RAPTOR Algorithm

RAPTOR (Round-bAsed Public Transit Optimized Router) is the core routing algorithm in Glove. It finds Pareto-optimal journeys that minimize both arrival time and number of transfers.

How It Works

Rounds

RAPTOR operates in rounds. Each round allows one additional vehicle trip:

  • Round 0: Walk from the origin to nearby stops
  • Round 1: Take one transit vehicle (no transfers)
  • Round 2: Take up to two vehicles (one transfer)
  • Round k: Take up to k vehicles (k-1 transfers)

The algorithm stops when no improvement is found or max_transfers is reached.

Within Each Round

For each round, RAPTOR:

  1. Collects marked stops — stops that were improved in the previous round
  2. Scans patterns — for each route pattern passing through a marked stop, finds the earliest trip that can be boarded and propagates arrival times along the remaining stops
  3. Transfers — from every newly improved stop, walks to neighboring stops using the transfer graph

Labels

Each stop maintains a label per round: the earliest known arrival time. Labels also store back-pointers for journey reconstruction (which trip, which boarding stop, etc.).

Pre-Processing

On startup (10-30 seconds), Glove builds several indexes:

IndexPurpose
Stop spatial indexMaps coordinates to nearby stops within max_nearest_stop_distance
Service ID interningConverts string service IDs to integers for fast calendar lookups
Pattern groupingGroups trips with identical stop sequences into patterns
Transfer graphPrecomputes walking transfers between nearby stops
Calendar indexMaps dates to active service IDs using GTFS calendar + calendar_dates

The index is serialized to disk (data/raptor/) with a fingerprint.
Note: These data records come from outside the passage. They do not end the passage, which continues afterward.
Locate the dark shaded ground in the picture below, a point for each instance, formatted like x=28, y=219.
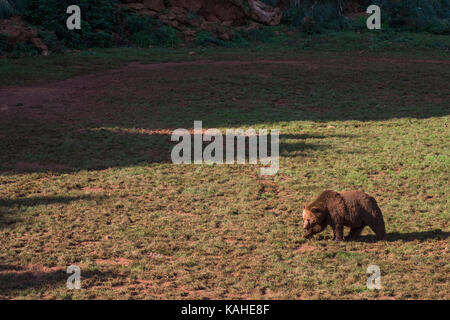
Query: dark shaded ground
x=125, y=117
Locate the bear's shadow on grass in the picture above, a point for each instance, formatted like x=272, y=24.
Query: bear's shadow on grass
x=16, y=278
x=35, y=147
x=436, y=234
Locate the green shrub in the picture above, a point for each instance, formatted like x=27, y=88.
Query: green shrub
x=4, y=43
x=145, y=32
x=98, y=19
x=23, y=49
x=417, y=15
x=51, y=41
x=10, y=7
x=315, y=16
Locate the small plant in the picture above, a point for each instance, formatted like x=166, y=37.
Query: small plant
x=4, y=43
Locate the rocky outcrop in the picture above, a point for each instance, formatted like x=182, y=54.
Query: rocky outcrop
x=264, y=13
x=219, y=17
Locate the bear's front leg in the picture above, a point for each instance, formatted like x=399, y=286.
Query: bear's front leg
x=338, y=232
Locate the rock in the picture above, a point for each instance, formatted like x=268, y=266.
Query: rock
x=264, y=13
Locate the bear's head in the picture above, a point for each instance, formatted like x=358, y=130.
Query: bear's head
x=313, y=216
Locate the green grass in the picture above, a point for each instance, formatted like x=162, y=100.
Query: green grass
x=87, y=180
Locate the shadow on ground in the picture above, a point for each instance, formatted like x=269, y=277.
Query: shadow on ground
x=436, y=234
x=10, y=209
x=125, y=117
x=16, y=280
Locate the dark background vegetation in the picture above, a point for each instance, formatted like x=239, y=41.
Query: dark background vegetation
x=105, y=24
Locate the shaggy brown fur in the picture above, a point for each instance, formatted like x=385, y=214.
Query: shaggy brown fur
x=354, y=209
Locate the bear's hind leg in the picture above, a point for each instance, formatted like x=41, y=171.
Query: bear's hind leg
x=338, y=230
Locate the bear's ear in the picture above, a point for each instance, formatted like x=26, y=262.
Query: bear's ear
x=315, y=210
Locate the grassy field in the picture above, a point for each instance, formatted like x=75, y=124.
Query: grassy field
x=86, y=177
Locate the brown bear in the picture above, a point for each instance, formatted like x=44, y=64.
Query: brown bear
x=354, y=209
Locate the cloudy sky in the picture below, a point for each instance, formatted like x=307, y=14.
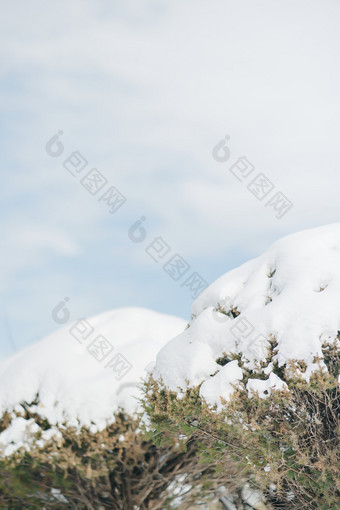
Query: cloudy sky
x=144, y=91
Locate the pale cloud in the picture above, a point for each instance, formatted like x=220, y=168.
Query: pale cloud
x=145, y=90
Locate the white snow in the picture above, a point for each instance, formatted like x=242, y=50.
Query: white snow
x=222, y=384
x=265, y=387
x=291, y=294
x=73, y=385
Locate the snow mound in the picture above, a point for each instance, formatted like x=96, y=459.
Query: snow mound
x=86, y=371
x=286, y=299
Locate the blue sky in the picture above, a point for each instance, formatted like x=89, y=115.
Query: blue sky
x=144, y=91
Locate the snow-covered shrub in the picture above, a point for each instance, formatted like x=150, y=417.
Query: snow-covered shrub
x=287, y=445
x=116, y=468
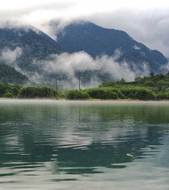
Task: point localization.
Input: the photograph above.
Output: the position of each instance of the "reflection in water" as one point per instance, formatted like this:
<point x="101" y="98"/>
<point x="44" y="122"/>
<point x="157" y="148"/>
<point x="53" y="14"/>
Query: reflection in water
<point x="68" y="145"/>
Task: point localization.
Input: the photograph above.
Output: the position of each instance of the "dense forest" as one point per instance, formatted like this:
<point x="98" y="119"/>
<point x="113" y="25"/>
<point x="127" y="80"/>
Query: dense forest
<point x="155" y="87"/>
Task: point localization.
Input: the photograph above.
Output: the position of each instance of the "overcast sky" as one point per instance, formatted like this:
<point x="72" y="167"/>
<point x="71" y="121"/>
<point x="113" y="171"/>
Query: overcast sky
<point x="145" y="20"/>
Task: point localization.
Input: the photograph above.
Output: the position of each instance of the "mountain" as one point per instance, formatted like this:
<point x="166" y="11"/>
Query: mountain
<point x="10" y="75"/>
<point x="29" y="49"/>
<point x="98" y="41"/>
<point x="35" y="45"/>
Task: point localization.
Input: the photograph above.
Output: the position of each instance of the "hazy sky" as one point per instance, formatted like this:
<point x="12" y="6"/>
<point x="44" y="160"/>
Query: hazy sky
<point x="145" y="20"/>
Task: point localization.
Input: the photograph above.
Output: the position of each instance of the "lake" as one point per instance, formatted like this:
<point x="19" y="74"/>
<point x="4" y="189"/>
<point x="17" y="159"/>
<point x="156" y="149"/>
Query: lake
<point x="66" y="145"/>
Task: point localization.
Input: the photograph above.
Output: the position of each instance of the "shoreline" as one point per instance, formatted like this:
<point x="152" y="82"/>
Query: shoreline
<point x="87" y="102"/>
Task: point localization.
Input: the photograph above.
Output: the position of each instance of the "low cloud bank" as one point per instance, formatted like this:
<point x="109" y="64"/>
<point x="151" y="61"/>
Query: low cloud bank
<point x="67" y="68"/>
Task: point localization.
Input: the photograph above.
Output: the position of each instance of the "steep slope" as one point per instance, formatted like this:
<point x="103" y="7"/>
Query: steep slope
<point x="35" y="45"/>
<point x="98" y="41"/>
<point x="10" y="75"/>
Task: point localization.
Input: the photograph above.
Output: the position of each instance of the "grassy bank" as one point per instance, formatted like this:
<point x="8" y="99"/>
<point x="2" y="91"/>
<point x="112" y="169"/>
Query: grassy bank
<point x="147" y="88"/>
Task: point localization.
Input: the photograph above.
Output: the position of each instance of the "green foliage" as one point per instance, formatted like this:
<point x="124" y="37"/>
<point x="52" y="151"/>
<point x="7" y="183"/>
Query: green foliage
<point x="105" y="93"/>
<point x="140" y="93"/>
<point x="6" y="89"/>
<point x="8" y="95"/>
<point x="37" y="92"/>
<point x="77" y="95"/>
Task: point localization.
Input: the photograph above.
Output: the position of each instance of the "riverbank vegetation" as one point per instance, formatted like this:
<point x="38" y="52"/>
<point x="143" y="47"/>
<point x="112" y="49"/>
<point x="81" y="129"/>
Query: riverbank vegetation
<point x="155" y="87"/>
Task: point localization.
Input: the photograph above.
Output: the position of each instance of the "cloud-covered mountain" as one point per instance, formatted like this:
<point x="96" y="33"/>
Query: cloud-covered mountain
<point x="10" y="75"/>
<point x="96" y="53"/>
<point x="98" y="41"/>
<point x="33" y="43"/>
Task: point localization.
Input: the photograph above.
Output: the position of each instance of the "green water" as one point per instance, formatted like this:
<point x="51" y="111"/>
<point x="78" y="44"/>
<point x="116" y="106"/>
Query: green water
<point x="50" y="145"/>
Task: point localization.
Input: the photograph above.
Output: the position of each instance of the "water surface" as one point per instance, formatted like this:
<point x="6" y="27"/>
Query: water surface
<point x="54" y="145"/>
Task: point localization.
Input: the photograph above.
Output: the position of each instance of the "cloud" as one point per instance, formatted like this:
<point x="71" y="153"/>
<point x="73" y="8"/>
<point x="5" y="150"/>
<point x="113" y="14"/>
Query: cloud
<point x="10" y="56"/>
<point x="146" y="21"/>
<point x="66" y="68"/>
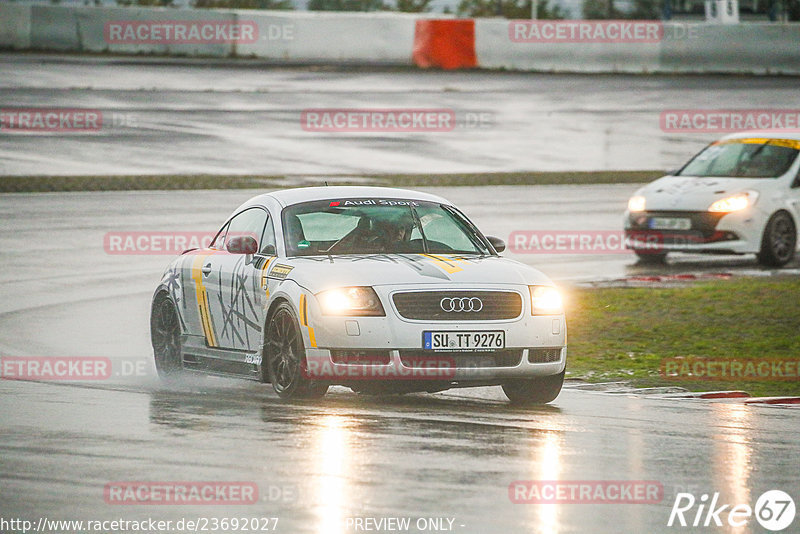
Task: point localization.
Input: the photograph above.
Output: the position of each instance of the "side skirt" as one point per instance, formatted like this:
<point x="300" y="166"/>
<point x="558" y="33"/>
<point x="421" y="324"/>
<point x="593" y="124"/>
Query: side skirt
<point x="197" y="356"/>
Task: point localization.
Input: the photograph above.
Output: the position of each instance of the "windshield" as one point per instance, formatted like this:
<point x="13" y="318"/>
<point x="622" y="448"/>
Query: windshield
<point x="746" y="158"/>
<point x="378" y="226"/>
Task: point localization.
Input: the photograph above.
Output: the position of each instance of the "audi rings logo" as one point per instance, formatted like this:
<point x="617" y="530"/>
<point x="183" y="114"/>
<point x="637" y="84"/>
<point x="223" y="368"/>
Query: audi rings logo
<point x="464" y="304"/>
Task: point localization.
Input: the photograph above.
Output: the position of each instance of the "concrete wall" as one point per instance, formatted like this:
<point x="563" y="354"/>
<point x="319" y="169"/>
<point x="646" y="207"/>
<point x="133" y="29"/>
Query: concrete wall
<point x="377" y="38"/>
<point x="752" y="48"/>
<point x="15" y="26"/>
<point x="388" y="38"/>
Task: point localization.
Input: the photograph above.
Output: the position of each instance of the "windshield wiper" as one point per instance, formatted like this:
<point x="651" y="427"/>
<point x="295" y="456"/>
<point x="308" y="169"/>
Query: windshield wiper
<point x="418" y="222"/>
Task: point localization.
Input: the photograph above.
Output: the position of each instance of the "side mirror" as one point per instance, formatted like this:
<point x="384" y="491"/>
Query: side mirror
<point x="242" y="245"/>
<point x="498" y="244"/>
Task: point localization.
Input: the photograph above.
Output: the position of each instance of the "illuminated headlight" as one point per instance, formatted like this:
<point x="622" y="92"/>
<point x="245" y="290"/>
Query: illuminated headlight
<point x="350" y="301"/>
<point x="546" y="300"/>
<point x="736" y="202"/>
<point x="636" y="203"/>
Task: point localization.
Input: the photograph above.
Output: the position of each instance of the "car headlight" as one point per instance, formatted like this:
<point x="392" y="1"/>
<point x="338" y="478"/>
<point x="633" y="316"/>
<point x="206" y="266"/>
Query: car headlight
<point x="636" y="203"/>
<point x="546" y="300"/>
<point x="350" y="301"/>
<point x="736" y="202"/>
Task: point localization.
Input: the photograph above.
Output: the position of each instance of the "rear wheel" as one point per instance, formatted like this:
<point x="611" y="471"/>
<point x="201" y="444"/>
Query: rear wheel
<point x="285" y="357"/>
<point x="539" y="390"/>
<point x="165" y="336"/>
<point x="779" y="241"/>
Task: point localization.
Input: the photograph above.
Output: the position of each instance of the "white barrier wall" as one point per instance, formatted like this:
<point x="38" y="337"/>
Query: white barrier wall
<point x="495" y="49"/>
<point x="91" y="25"/>
<point x="751" y="48"/>
<point x="386" y="38"/>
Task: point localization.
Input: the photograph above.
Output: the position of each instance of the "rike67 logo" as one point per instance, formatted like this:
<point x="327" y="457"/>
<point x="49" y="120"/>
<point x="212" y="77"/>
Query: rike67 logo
<point x="774" y="511"/>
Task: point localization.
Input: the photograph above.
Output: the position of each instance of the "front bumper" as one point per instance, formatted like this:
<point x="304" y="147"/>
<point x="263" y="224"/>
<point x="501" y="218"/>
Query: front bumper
<point x="735" y="233"/>
<point x="390" y="348"/>
<point x="440" y="367"/>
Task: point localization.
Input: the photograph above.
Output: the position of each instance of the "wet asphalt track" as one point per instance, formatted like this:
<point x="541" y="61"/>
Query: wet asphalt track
<point x="206" y="116"/>
<point x="450" y="455"/>
<point x="316" y="464"/>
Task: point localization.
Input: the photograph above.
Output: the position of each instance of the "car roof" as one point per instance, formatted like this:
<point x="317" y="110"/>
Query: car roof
<point x="288" y="197"/>
<point x="766" y="134"/>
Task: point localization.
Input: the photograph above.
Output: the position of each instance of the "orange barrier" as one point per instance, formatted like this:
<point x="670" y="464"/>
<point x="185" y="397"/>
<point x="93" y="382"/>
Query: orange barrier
<point x="445" y="43"/>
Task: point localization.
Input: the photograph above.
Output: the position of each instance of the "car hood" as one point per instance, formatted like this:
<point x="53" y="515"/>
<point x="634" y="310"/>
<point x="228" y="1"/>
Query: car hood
<point x="318" y="273"/>
<point x="693" y="193"/>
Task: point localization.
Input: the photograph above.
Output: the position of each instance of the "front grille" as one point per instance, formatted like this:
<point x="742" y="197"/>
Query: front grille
<point x="464" y="360"/>
<point x="361" y="357"/>
<point x="544" y="355"/>
<point x="461" y="305"/>
<point x="704" y="223"/>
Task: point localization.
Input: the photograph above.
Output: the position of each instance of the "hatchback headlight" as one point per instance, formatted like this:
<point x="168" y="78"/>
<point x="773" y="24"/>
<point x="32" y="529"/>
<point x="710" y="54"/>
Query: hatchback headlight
<point x="350" y="301"/>
<point x="736" y="202"/>
<point x="546" y="300"/>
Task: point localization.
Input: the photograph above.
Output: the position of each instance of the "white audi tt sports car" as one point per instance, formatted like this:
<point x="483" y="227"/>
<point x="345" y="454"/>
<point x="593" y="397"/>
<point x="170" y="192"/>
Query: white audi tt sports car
<point x="740" y="195"/>
<point x="377" y="289"/>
On subsequent startups, if the GTFS data hasn't changed, the cached index is loaded directly (sub-second startup).

Diverse Alternatives

Glove returns multiple alternative journeys using iterative pattern exclusion:

  1. Run RAPTOR and collect all Pareto-optimal journeys from the result
  2. For each journey found, record which patterns were used
  3. Run RAPTOR again, excluding previously used patterns
  4. Repeat until max_journeys is reached or no new journeys are found

This ensures diverse alternatives that use genuinely different routes, not just minor time variations.

Service Filtering

RAPTOR is calendar-aware. For each query date:

  • The active services are determined from calendar.txt (day-of-week rules + date ranges)
  • Exceptions from calendar_dates.txt are applied (additions and removals)
  • Only trips belonging to active services are considered during the scan

The autocomplete endpoint uses a ranked fuzzy search with French diacritics normalization:

  1. Exact match (highest priority)
  2. Prefix match (stop name starts with query)
  3. Word-prefix match (any word in the stop name starts with query)
  4. Substring match (query appears anywhere in the stop name)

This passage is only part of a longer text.